The delayed exponential distribution and the delayed Weibull
distribution are the foundational data models in the
incubate-package.
The classical 2-parameter Weibull distribution has shape parameter \(γ>0\) and scale parameter \(β>0\). As additional third parameter we use delay \(α>0\) and then, density (PDF) and cumulative distribution function (CDF) read, for any \(x>0\): \[ \begin{align*} f(x) &= \frac{γ· (x-α)^{γ-1}}{β^γ} · \exp(-\big(\frac{x-α}{β}\big)^γ)\\ F(x) &= 1 - \exp(-\big(\frac{x-α}{β}\big)^γ) \qquad \text{for } x > α \text{ and 0 otherwise} \end{align*} \]

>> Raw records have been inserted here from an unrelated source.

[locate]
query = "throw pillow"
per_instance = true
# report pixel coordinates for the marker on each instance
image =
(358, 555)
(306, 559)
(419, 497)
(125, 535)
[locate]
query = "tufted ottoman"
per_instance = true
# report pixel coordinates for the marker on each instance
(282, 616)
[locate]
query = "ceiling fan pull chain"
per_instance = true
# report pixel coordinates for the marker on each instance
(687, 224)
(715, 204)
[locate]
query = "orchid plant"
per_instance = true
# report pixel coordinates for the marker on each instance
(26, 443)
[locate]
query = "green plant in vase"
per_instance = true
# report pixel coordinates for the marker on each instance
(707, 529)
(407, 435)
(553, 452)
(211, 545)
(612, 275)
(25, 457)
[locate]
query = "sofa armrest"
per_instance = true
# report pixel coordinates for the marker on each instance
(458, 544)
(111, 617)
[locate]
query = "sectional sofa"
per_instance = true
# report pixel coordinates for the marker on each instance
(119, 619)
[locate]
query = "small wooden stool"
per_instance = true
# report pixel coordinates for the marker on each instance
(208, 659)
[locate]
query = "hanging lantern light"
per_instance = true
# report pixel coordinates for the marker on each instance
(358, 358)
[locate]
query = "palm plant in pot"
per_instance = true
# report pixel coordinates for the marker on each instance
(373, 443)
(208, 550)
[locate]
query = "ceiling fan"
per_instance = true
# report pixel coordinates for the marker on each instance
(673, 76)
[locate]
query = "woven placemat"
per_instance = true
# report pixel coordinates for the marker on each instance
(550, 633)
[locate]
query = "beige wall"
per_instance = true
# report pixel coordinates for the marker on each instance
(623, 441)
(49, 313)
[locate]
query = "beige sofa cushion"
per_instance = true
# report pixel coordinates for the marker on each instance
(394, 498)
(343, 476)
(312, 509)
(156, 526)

If we have a data sample \(\mathbf{x}\) of size \(n\) and want to apply maximum likelihood (ML) estimation for parameters we get as log-likelihood function
\[ l_\mathbf{x}(α, γ, β) = n \log(γ) - nγ \log(β) + (γ-1) · ∑_{i=1}^n \log(x_i-α) - β^{-γ} · ∑_{i=1}^n (x_i - α)^γ \]
In the presence of right-censored observations, the log-likelihood function changes as well. Assume, we have in total \(n=n_e + n_r\) observations, where
\[\begin{multline*} l_\mathbf{x}(α, γ, β) = n_e \log(γ) - n_e γ \log(β) + (γ-1) · ∑_{i ∈ O} \log(x_i-α) - β^{-γ} · ∑_{i ∈ O} (x_i - α)^γ\\ - β^{-γ} · ∑_{r ∈ R} (x_r - α)^γ \end{multline*}\]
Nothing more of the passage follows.